Blogger Gean Machado disse...

Ótimos textos, os questionamentos evoluem, mesmo que a resposta seja totalmente diferente, não se descarta a solução anterior.
Talvez a dificuldade de isso tudo dar-se pela compreensão de enxergamos o mundo pela dimensão temporal. Reamente a melhor descrição de um movimento ou uma mudança é dada pelo tempo.
A física quântica funciona quando aplicada aos átomos e suas partes constituintes, como a relatividade geral é uma descrição testada e comprovada do espaço-tempo, quando, no entanto estas leis se encontram surge o conflito e o desentendimento, para descrever o que acontece dentro de um buraco negro ou como o universo era na época do Big Bang.
É esperar um pensamento novo e um novo comentário a respeito.

25/5/11 10:02  
Blogger raph disse...

É isso. E eu nem me atrevi a falar da relatividade geral, do efeito da gravidade na cruvatura do (espaço-)tempo, e muito menos na incerteza quântica... Há qualquer coisa de profundamente misteriosa que todos sentem que está para ser descoberta, como se houvéssemos encontrado as passadas de um dragão na areia, mas o dragão ainda não conseguimos ver.

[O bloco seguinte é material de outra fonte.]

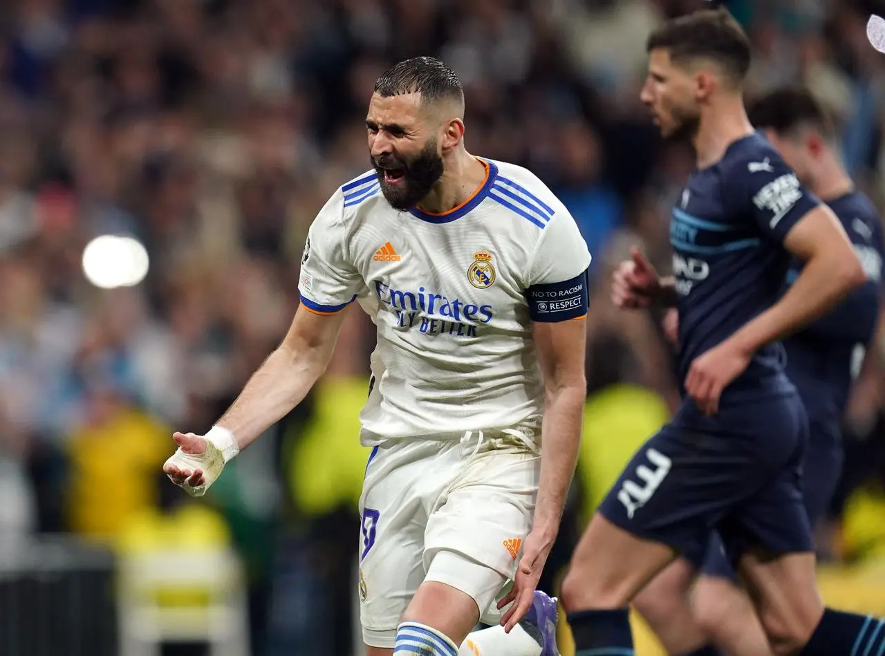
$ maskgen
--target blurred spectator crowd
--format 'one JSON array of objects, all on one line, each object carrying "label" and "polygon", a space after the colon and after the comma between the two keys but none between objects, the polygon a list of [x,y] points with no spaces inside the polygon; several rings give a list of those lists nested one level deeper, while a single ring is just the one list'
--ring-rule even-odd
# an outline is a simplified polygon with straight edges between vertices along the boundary
[{"label": "blurred spectator crowd", "polygon": [[[748,95],[809,84],[838,120],[850,170],[881,207],[885,55],[865,33],[875,8],[726,4],[754,42]],[[531,168],[577,220],[595,255],[589,444],[599,427],[633,431],[608,436],[634,440],[626,458],[677,395],[659,318],[614,310],[611,267],[638,243],[666,271],[669,205],[693,166],[684,145],[660,143],[638,101],[644,41],[663,18],[704,4],[0,4],[0,532],[117,544],[134,524],[172,516],[184,501],[159,469],[172,432],[205,431],[284,334],[311,221],[369,166],[363,112],[373,84],[418,54],[440,57],[464,82],[468,150]],[[83,249],[109,233],[145,244],[142,283],[87,282]],[[249,567],[257,656],[350,653],[340,628],[350,617],[366,457],[356,413],[374,336],[349,312],[327,376],[204,505]],[[873,351],[885,357],[885,338]],[[834,558],[885,552],[881,526],[839,521],[846,507],[881,512],[885,390],[875,359],[850,411],[849,471],[822,542]],[[615,410],[634,423],[619,424]],[[566,543],[623,462],[609,454],[611,471],[596,475],[593,456],[585,448]]]}]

Não há um dragão na minha garagem, mas há algum dragão cósmico a voar pelas estrelas e no interior dos átomos...

25/5/11 11:22  
Anonymous Ronaud disse...

Comment off-topic:

Só hoje, "por acauso" percebi no analytics que o teu blog enviou 65 visitas ao meu nos últimos 30 dias.

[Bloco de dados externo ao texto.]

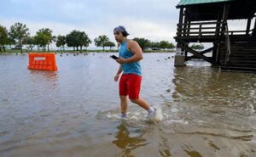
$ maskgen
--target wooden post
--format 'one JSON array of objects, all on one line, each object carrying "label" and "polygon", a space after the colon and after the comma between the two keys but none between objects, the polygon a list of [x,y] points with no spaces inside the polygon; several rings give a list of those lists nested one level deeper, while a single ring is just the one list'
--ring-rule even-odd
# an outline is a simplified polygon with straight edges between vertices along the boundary
[{"label": "wooden post", "polygon": [[[179,10],[179,20],[177,24],[177,36],[181,37],[182,36],[182,29],[183,29],[183,8],[180,8]],[[177,41],[177,48],[182,48],[181,42]]]},{"label": "wooden post", "polygon": [[188,26],[188,15],[187,15],[187,11],[184,11],[184,26],[183,26],[183,36],[187,36],[187,26]]},{"label": "wooden post", "polygon": [[250,32],[251,21],[252,21],[252,19],[251,19],[251,18],[247,20],[247,36],[248,36],[248,35],[249,35],[249,32]]},{"label": "wooden post", "polygon": [[225,3],[224,8],[224,14],[223,14],[223,18],[222,18],[222,28],[221,28],[221,34],[223,36],[224,35],[226,25],[228,25],[227,19],[228,19],[229,13],[230,13],[230,4]]},{"label": "wooden post", "polygon": [[256,36],[256,18],[255,18],[255,22],[254,22],[254,28],[253,31],[253,36]]}]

Muitíssimo obrigado pelo link!!!

Te acompanho pelo GReader e não havia notado :)

25/5/11 12:36  
Blogger raph disse...

Poxa, legal, bom saber. O que eu faço é colocar ali todos os blogs que visito com maior frequencia, então algumas das visitas podem ter sido as minhas :)

Abs!
raph

25/5/11 18:58  
Anonymous Dionisio Ribeiro disse...

sua analogia do tempo com as cedulas como unidade de comparação me faz lembrar do guia dos mochileiros. Em que o autor diz algo relacionado ao dinheiro. "Os seres humanos são pessoas engraçadas, eles vivem preocupados e frustrados devido as idas e vindas de uns pedaços de papel coloridos. Mas, o mais engraçado disso tudo e que os pedaços de papel na verdade nao se importam com nada disso, preferem viver suas vidas numa boa." acho uma metafora interessante que pode ser utilizada para o tempo... e o texto e so o que eu lembrei dele...
rsrs

28/5/11 23:01  
Blogger raph disse...

Pois é, Dionisio.

Mas o mais irônico é que são realmente apenas papeis coloridos, é tão somente nosso sistema de crença que lhes confere valor:

http://textosparareflexao.blogspot.com/2009/04/padrao-fe.html

Abs!
raph

30/5/11 11:09  
Anonymous Anônimo disse...

Existe apenas o presente o passado e o futuro nao existe é só criaçao da mente que esta a serviço do Ego. O ego é o 'eu falso' q todos nos temos q dissolver, para que existe em nós a nossa verdadeira essência do Ser. O ego vive da dualidade ele so sobrevive divido por isso nao vivemos o (momento)presente e sempre estamos ora no passado ora no futuro, estamos sendo enganado a vida inteira co essa ilusão. O presente é um caminho muito estreito entre o passado e o futuro, o presente é o q realmente existe. O presente é o caminho estreito que Jesus fala Bíblia para que alguém consiga ir para o Reino do Céu. Leia o livro O Poder do Agora lá está bem explicado isto q falei acima.